Newsom's Roadmap to Guide California Out of Isolation
Gov. Gavin Newsom laid out an approach Tuesday for how he plans to eventually unwind the restrictions California has enacted to slow the spread of the coronavirus, guidelines that have altered daily life for millions of residents over the past month. The parameters unveiled by Newsom, released in concert with similar plans from the governors of Oregon and Washington, stand as a regional statement to the Trump administration that states are moving ahead with their own plans on how and when to exit sheltering in place.
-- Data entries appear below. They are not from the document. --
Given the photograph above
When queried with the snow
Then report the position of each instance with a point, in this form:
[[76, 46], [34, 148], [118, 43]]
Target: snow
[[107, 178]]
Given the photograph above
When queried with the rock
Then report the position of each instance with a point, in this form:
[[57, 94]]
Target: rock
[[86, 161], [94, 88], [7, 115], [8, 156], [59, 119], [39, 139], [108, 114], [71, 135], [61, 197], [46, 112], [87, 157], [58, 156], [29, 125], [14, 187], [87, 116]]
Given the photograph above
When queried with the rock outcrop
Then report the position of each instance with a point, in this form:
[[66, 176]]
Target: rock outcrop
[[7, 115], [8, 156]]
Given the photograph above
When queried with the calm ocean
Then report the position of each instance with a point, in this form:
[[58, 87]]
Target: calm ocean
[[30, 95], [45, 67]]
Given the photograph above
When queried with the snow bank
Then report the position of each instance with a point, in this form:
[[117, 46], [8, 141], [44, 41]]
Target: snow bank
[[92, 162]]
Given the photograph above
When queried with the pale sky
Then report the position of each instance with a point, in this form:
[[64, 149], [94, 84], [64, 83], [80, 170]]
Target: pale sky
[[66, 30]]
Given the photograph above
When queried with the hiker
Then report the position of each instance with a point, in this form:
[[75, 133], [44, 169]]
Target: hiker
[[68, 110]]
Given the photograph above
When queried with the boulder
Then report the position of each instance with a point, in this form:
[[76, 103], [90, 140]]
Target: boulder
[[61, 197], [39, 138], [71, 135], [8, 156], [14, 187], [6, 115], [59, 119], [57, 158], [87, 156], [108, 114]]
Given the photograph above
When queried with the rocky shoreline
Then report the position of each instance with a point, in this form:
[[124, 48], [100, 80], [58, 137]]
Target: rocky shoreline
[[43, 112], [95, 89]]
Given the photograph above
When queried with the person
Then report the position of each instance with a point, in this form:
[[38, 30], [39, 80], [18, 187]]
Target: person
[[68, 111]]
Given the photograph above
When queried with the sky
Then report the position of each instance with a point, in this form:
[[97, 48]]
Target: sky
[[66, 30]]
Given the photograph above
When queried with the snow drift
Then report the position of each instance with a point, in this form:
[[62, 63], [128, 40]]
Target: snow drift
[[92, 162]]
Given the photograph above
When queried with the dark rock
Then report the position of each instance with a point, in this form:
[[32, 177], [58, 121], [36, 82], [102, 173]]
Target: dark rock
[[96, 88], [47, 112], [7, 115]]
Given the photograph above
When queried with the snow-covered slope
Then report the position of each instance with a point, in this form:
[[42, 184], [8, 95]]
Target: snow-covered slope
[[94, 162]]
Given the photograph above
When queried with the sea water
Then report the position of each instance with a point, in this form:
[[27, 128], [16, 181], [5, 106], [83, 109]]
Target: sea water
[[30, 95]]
“We are not out of the woods yet, we are not spiking the ball,” Newsom said, while acknowledging that a sheltered existence “can’t be a permanent state. It will not be a permanent state.” Newsom's presentation on Tuesday was more of a roadmap than a timeline. He didn't provide a date when the shelter-in-place order would be lifted, and he cautioned that any such announcement would likely wait until May, when the state could have greater clarity on case numbers and hospital supplies. Instead, Newsom laid out six “indicators” that he said will guide his administration’s decisions on how and when to end the statewide stay-at-home order:
The ability to monitor and protect our communities through testing, contact tracing, isolating and supporting those who are positive or exposed;
The ability to prevent infection in people who are at risk for more severe COVID-19;
The ability of the hospital and health systems to handle surges;
The ability to develop therapeutics to meet the demand;
The ability for businesses, schools and child care facilities to support physical distancing; and
The ability to determine when to reinstitute certain measures, such as the stay-at-home orders, if necessary.
The list begins with testing and tracing: the ability to identify who has the virus and any contacts who may have been infected.